State of Maharashtra, 2008 ALL MR
(Cri) 15;
(x) Hiroz s/o Baburao Meshram Vs State of
Maharashtra, 2015(3) Mh.L.J.(Cri.) 639;
(xi) Gopal s/o Nagnathrao Gunjkar Vs. State of Maharashtra, 2010 ALL MR (Cri) 2436;
21. The sum and substance of the above mentioned
rulings is that when a trap is set for proving the
charge of corruption against a public servant,
evidence about prior demand has its own importance.
Prior demand of bribe has to be positively
established. Mere recovery of tainted currency notes
by itself would not connect the person, from whom the
said notes were recovered, with any offence in the
absence of any evidence as to demand for bribe
amount. When there is variance in the evidence of
26 Cri.Appeal.144-08
the witnesses about the events those took place prior
to and at the time of trap, it is necessary to
examine an independent witness. In the absence of any
evidence, to show that both the accused persons
conspired to demand and accept the bribe, it cannot
be said that the accused from whom the tainted
currency notes were recovered abetted another accused
to commit the offence of demanding and accepting the
bribe. The accused has not to establish his defence
beyond reasonable doubt. He may rebut the presumption
under Section 20 of the Act by showing a mere
preponderance of probability in his favour.
22. In the present case, as stated above, there
is no sufficient and dependable evidence to
established that appellant No.1 demanded bribe from
the complainant. There is no evidence to show that
appellant No.2 consciously accepted the tainted
currency notes for and on behalf of appellant no.1
knowing that it was the bribe amount. The defence set
up by appellant No.2 is quite natural and plausible.
27 Cri.Appeal.144-08
There is no independent corroboration to the evidence
of the complainant and Ashok Shelar (PW2). In the
above circumstances, it cannot be said that the
prosecution established beyond the reasonable doubts
that appellant No.1 demanded the bribe amount from
the complainant and appellant No.2 accepted the bribe
amount at the instance of appellant No.1.
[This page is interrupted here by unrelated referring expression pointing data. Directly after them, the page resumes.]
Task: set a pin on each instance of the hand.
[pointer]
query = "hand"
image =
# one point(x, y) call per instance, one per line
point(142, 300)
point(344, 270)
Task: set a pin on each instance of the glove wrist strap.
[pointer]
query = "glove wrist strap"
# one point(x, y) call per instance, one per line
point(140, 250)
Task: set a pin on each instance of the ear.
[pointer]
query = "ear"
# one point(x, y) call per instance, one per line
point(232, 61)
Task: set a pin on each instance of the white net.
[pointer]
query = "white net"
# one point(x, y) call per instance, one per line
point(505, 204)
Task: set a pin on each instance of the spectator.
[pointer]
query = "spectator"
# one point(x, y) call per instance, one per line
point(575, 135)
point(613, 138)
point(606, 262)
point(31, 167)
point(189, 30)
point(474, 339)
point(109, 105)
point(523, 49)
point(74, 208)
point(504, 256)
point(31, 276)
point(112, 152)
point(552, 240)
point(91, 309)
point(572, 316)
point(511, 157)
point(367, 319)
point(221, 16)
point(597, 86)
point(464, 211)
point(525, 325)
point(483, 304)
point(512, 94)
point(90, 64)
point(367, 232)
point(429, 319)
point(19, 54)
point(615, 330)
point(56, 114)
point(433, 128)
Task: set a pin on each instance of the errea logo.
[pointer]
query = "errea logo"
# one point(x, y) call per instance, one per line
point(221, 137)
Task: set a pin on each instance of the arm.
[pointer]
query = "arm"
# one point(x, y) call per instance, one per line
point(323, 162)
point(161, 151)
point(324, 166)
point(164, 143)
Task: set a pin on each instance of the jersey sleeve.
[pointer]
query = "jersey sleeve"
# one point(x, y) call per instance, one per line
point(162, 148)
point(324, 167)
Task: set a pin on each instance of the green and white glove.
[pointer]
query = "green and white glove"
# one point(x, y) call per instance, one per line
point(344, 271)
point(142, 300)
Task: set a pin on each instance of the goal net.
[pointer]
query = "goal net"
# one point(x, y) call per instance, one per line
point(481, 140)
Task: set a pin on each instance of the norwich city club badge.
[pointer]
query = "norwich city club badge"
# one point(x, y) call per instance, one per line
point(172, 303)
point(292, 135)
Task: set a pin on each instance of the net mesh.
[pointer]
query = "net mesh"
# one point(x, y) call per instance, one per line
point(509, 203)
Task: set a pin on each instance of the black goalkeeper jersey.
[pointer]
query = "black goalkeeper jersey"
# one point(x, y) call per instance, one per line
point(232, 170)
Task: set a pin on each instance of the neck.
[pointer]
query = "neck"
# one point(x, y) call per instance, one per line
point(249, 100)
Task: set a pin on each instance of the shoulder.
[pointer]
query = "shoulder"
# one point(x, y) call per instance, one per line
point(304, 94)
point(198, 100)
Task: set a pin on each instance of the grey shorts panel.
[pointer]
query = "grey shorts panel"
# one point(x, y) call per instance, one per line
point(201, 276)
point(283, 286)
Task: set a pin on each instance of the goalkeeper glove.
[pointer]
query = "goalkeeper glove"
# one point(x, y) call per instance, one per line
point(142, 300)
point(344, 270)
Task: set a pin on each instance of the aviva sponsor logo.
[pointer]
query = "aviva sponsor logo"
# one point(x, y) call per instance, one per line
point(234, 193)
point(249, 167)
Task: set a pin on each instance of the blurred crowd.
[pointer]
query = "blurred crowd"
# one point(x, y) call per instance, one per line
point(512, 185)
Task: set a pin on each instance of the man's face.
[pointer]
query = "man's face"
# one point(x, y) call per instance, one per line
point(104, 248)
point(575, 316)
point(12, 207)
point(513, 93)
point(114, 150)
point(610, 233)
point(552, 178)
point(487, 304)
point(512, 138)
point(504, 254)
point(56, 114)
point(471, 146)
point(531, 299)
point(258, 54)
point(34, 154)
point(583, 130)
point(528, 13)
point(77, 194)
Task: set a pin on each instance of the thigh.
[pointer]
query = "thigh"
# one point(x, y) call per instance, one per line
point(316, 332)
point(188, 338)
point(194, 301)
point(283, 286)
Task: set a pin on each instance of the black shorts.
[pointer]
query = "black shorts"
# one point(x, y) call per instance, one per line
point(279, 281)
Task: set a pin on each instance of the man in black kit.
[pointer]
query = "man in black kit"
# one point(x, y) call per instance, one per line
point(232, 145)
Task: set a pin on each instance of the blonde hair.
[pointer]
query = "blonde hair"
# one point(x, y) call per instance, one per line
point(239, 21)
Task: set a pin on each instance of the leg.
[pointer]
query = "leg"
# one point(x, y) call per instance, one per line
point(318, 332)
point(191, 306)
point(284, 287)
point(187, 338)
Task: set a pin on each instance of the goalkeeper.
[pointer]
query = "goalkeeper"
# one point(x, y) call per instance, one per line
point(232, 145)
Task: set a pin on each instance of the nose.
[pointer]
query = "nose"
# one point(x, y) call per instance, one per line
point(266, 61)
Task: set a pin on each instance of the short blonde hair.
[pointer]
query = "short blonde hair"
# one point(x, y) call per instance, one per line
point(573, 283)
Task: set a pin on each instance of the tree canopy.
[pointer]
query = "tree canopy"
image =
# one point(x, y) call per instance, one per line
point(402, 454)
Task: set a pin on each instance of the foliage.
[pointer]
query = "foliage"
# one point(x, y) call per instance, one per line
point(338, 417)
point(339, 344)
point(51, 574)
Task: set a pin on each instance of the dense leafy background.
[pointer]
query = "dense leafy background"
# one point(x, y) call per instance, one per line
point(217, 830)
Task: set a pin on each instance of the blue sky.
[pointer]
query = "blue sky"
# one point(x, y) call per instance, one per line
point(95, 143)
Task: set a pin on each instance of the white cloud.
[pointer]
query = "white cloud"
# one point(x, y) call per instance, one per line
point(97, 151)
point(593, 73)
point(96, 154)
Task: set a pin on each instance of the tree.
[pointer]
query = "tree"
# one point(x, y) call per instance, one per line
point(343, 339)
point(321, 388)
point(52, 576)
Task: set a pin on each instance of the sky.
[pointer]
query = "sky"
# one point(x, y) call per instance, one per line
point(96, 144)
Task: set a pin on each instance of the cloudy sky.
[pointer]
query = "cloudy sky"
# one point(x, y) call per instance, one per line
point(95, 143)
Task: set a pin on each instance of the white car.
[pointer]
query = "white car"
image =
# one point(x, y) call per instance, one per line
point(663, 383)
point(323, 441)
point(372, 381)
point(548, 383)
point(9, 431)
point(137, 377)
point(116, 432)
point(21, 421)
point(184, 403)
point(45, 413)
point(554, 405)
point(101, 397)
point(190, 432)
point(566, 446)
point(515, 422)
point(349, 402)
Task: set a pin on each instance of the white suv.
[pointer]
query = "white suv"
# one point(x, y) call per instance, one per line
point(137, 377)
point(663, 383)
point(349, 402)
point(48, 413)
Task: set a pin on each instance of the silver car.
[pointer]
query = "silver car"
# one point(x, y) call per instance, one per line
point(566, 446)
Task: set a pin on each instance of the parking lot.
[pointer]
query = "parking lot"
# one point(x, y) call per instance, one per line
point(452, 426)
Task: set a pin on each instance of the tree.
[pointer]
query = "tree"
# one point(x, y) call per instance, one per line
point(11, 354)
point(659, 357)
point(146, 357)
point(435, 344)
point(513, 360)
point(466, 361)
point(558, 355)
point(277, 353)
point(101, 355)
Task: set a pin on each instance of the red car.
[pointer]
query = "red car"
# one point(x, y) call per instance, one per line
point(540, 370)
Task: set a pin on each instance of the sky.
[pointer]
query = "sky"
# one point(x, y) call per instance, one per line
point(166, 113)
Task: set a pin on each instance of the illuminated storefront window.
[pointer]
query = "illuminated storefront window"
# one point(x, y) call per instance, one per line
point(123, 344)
23. The learned trial Judge did not appreciate
the facts of the case as well as the evidence on
record correctly and properly. Though, the evidence
on record is not cogent, consistent and dependable,
the learned trial Judge believed it and wrongly
convicted the appellants. The evidence on record
creates strong doubt about the alleged demand of
bribe by appellant No.1 and acceptance thereof by him
through appellant No.2.
24. In the result, the impugned judgment and
order will have to be set aside with the following
order :-
28 Cri.Appeal.144-08
O R D E R
(i) The appeal is allowed.
(ii) The impugned judgment and order are set
aside.
(iii) Appellant no.1 is acquitted of the offences
punishable under Sections 7 and 13(2) read with Section 13(1)(d) of the Prevention of Corruption Act, 1988.
(iv) Appellant no.2 is acquitted of the offences punishable under Sections 12 and 13(2) read with Section 13(1)(d) of the Prevention of Corruption Act, 1988.
(v) The bail bonds of the appellants are cancelled. They are set at liberty.
(vi) The fine amount deposited by the appellants be refunded to them.